Can I Contribute HSA to Hourly Employees and Not Salary Employees Under a Cafeteria Plan?

Health Savings Accounts (HSAs) are a valuable tool for saving money on medical expenses while reducing taxable income. When it comes to offering HSAs to employees, many employers wonder if they can contribute to HSA for hourly employees and not salary employees under a cafeteria plan.

Under a cafeteria plan, employees are given the opportunity to choose between taxable benefits (like cash) and certain qualified benefits, such as health insurance or HSAs, before the beginning of the plan year. However, there are rules and regulations that govern how HSA contributions can be made for different types of employees:

  • Hourly Employees: Employers can contribute to HSA for hourly employees under a cafeteria plan just like any other type of employee. Hourly employees can receive employer contributions to their HSAs based on the plan design.
  • Salary Employees: Employers can also contribute to HSA for salary employees under a cafeteria plan. There is no restriction on offering HSA contributions based on whether an employee is hourly or salary.

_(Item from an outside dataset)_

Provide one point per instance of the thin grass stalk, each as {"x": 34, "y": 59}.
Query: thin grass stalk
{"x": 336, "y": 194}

It's important for employers to understand the specific rules and guidelines set by the Internal Revenue Service (IRS) when offering HSAs to employees under a cafeteria plan. By following the regulations, employers can ensure that their HSA contributions are structured correctly and compliant with the law.


Health Savings Accounts (HSAs) serve as an excellent resource for reducing the burden of medical expenses while also offering tax benefits. Employers often question whether they can contribute to HSAs for hourly employees separately from salary employees within a cafeteria plan. The answer is straightforward: both types of employees can receive contributions from employers.